Sgt. Franie McClellan, crime prevention and community education officer with University Police, suggests following a few simple steps to help secure residences and ensure student safety during longer stays away.
1. Lock up and secure your residence.
All students should secure valuables out of sight and have a valuables inventory, including a list of the make, model, serial number and any distinguishing marks of the items.
“That way if something were to happen, we can trace missing items easier,” said McClellan. If possible, students should take valuables such as computers and jewelry with them.
Before leaving town, students on and off campus should unplug electrical appliances to prevent fire hazards and check that all windows and doors are locked.
Students living on campus should report any damages to doors, windows or locks to the Housing representatives and have the damages fixed before leaving for breaks.
During the Thanksgiving break, campus residence halls will close at 10 a.m. Sunday and will reopen at 10 a.m. Dec. 1. At the end of the semester, residence halls will close at 4 p.m. Dec. 21, and will not reopen until 8 a.m.
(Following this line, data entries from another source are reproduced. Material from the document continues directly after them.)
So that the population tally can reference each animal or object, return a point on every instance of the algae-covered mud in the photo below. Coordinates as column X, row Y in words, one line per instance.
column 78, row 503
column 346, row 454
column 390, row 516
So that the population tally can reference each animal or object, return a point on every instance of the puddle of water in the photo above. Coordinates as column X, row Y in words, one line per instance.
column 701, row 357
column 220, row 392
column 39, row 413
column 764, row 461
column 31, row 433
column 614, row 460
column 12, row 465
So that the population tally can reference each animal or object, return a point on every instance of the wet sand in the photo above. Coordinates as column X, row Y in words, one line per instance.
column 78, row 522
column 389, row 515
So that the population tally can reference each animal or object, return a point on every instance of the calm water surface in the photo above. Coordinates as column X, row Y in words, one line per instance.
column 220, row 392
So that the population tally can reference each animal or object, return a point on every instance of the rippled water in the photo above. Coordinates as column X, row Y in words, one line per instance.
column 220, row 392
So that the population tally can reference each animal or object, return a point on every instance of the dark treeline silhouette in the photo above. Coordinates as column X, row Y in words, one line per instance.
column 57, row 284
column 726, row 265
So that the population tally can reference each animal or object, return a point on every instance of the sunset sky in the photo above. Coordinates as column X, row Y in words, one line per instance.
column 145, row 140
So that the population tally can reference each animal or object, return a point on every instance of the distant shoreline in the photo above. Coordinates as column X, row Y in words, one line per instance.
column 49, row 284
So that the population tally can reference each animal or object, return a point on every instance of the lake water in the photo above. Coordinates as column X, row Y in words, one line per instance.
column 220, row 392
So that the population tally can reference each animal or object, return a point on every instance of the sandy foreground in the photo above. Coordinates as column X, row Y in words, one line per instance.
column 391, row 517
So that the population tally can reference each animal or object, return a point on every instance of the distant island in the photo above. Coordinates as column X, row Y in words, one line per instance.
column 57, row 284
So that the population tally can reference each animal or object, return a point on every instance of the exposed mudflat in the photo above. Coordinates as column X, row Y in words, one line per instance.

Jan. 11, 2014, for the spring semester.
While Penn State Housing staff monitor campus residence halls throughout school breaks, McClellan said that those who live off campus can ask trusted friends to check on their residences if they know someone who is staying in the area during the break.
2. Be aware of cybersecurity issues.
Beyond unplugging for fire safety and securing computers from theft, McClellan recommends students log out of all University systems.
“May sure you can’t be a victim of spyware, viruses or someone accessing your personal information,” McClellan said.
She added to make sure your antivirus software is up to date.
3. Travel safely.
Just like any other travelers, students should be careful not to share too much information on social media, McClellan said.
“We don’t want to let people know, ‘I’m leaving on Friday, and I’ll be gone for three weeks,’ that sort of information,” she said.
McClellan recommends students let somebody trusted know when they’ll be leaving town and when they should be expected to arrive at their final destination.
“That way, if something were to happen, it’s not going to be a significant period of time before somebody realizes that they’re missing,” she said.
McClellan added that students should make sure their cellphones are charged in case they were to have an emergency while traveling. She also reminds students to drive safely and to not text or consume alcohol or other drugs while driving.